Öğretmenlik hakkı verilmeyen öğretmen adayları ve güvencesiz çalıştırılan(sözleşmeli, vekil öğretmenler) MEB önünde eylemdeydi. Öğretmenler ‘İŞ VE GÜVENCE’ İstediler… İçlerinde Fransızca ve Almanca bölümü mezunlarınında bulunduğu öğretmenlik hakkı verilmeyen öğretmen adayları MEB önünde basın açıklaması yaparak, atama taleplerinide içeren dilekçeyi MEB’ e verdiler. Sözleşmeli ve vekil öğretmenlerde bulunduğu bu öğretmenler kendilerini ‘Mağdur Öğretmenler Dernek Girişimcileri’ olarak […]
Öğretmenlik hakkı verilmeyen öğretmen adayları ve güvencesiz çalıştırılan(sözleşmeli, vekil öğretmenler) MEB önünde eylemdeydi.
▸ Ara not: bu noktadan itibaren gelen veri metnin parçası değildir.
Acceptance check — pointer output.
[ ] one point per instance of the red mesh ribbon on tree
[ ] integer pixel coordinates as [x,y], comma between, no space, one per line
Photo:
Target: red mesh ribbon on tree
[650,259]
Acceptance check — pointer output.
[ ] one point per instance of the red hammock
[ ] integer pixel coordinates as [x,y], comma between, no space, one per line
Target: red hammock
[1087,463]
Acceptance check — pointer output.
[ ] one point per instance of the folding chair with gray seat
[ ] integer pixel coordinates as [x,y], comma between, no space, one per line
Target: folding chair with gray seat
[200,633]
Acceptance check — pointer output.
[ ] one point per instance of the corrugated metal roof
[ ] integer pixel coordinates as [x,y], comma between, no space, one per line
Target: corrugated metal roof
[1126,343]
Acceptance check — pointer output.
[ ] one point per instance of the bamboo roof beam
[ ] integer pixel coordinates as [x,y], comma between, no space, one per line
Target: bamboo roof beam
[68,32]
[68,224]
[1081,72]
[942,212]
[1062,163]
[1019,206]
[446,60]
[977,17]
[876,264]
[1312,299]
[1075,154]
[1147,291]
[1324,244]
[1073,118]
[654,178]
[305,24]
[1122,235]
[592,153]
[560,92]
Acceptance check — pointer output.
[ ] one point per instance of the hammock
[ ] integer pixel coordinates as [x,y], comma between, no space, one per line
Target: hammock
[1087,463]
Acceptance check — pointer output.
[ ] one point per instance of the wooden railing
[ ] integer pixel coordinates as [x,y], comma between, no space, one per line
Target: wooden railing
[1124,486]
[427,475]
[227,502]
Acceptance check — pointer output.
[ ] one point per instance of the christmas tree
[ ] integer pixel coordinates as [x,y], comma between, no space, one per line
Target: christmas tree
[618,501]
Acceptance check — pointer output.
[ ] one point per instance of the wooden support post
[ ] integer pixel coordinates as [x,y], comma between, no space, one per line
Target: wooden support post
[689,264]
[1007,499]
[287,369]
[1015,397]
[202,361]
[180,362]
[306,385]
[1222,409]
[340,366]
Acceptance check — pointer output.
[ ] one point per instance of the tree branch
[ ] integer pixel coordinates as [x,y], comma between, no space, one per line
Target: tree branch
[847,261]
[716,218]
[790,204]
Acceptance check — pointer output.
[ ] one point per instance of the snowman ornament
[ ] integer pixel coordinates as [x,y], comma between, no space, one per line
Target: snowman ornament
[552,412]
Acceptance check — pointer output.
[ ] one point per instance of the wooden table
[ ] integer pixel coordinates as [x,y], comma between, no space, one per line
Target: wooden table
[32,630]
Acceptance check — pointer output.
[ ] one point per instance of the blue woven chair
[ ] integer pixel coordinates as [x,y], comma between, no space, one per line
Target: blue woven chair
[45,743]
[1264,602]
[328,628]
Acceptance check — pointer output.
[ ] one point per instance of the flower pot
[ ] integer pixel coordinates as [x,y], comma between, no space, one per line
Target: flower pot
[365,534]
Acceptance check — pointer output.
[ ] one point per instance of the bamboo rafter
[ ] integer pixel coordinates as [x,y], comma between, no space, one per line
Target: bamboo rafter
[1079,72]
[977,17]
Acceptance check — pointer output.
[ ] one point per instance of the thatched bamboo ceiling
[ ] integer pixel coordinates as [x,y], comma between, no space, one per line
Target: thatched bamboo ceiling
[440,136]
Öğretmenler ‘İŞ VE GÜVENCE’ İstediler…
İçlerinde Fransızca ve Almanca bölümü mezunlarınında bulunduğu öğretmenlik hakkı verilmeyen öğretmen adayları MEB önünde basın açıklaması yaparak, atama taleplerinide içeren dilekçeyi MEB’ e verdiler. Sözleşmeli ve vekil öğretmenlerde bulunduğu bu öğretmenler kendilerini ‘Mağdur Öğretmenler Dernek Girişimcileri’ olarak niteleyerek aynı zamanda mücadelelerinin örgütlü bir duruşla başarıya ulaşacağınında işaretini vermekteydiler.
MEB’de çalışan Eğitim Sen’li kadrolu öğretmenlerinde desteklediği eylemde öğretmenlerin yaptığı basın açıklamasında artan öğretmen açığına rağmen atamalarda alınan öğretmen sayılarının çok az olduğu, ihtiyaç duyulan öğretmen kadrolarını güvencesiz çalıştırma yoluna giderek kapatmaya çalıştığı belirtildi. Kadro almayarak sözleşmeli istihdamına gitmesinin salt MEB’de değil diğer kamu kurumlarında da var olduğunu, esasen bunun hükümetin IMF’nin direktifleri doğrultusunda uyguladığı sistemli politika olduğu ifade edildi.
Yine basın açıklamasında AB uyum sürecinde ikinci bir yabancı dilin bütün okullarda okutulması gerekliliğinden kaynaklı Almanca ve Fransızca öğretmenlerinin atanmasının bir zorunluluk olduğunu,ancak hükümetin bu konuda bile samimiyetsiz olduğundan bahsedildi.Bu samimiyetsizliğinin Almanca ve Fransızca öğretmenliğine atanması için açmış olduğu kadro ( son Ağustos 2005’te Almanca 50 Fransızca 20 ) sayısında da açıkça görüldüğü belirtildi.
Eylemde ve bitiminde öğretmenler mücadelerine örgütlü bir şekilde devam edeceklerini, bu mücadelenin salt öğretmen adayları,sözleşmeli öğretmenlerin değil kadrolu öğretmenlerinde sorunu olduğu belirtildi. Yakın gelecekte çıkarılacak olan yasalarla kamuda çalışanların büyük bir bölümünün (%70’i aşan bir kesiminin ) güvencesiz bir biçimde performansa göre sözleşmeleri yapılarak çalıştırılacağının öğretmenlerinde buna dahil olacağı öngörüldü. Bu nedenle kadrolu öğretmenleride içeren tüm eğitim emekçilerini (özel öğretim kurumlarında çalışanlarda dahil ) kapsayan bir örgütlenmeye gidilmesi gerektiği üzerinde duruldu. Bu gün için kısa vadede bu örgütlenmenin bir dernekle mümkün olduğu kanaatine varıldı . Bir dernekle mücadelelerini daha da geliştirerek sürdüreceklerini ifade eden öğretmenler kısa sürede örgütlerini kurma kararı ve kararlılığı ile eylemlerini bitirdiler.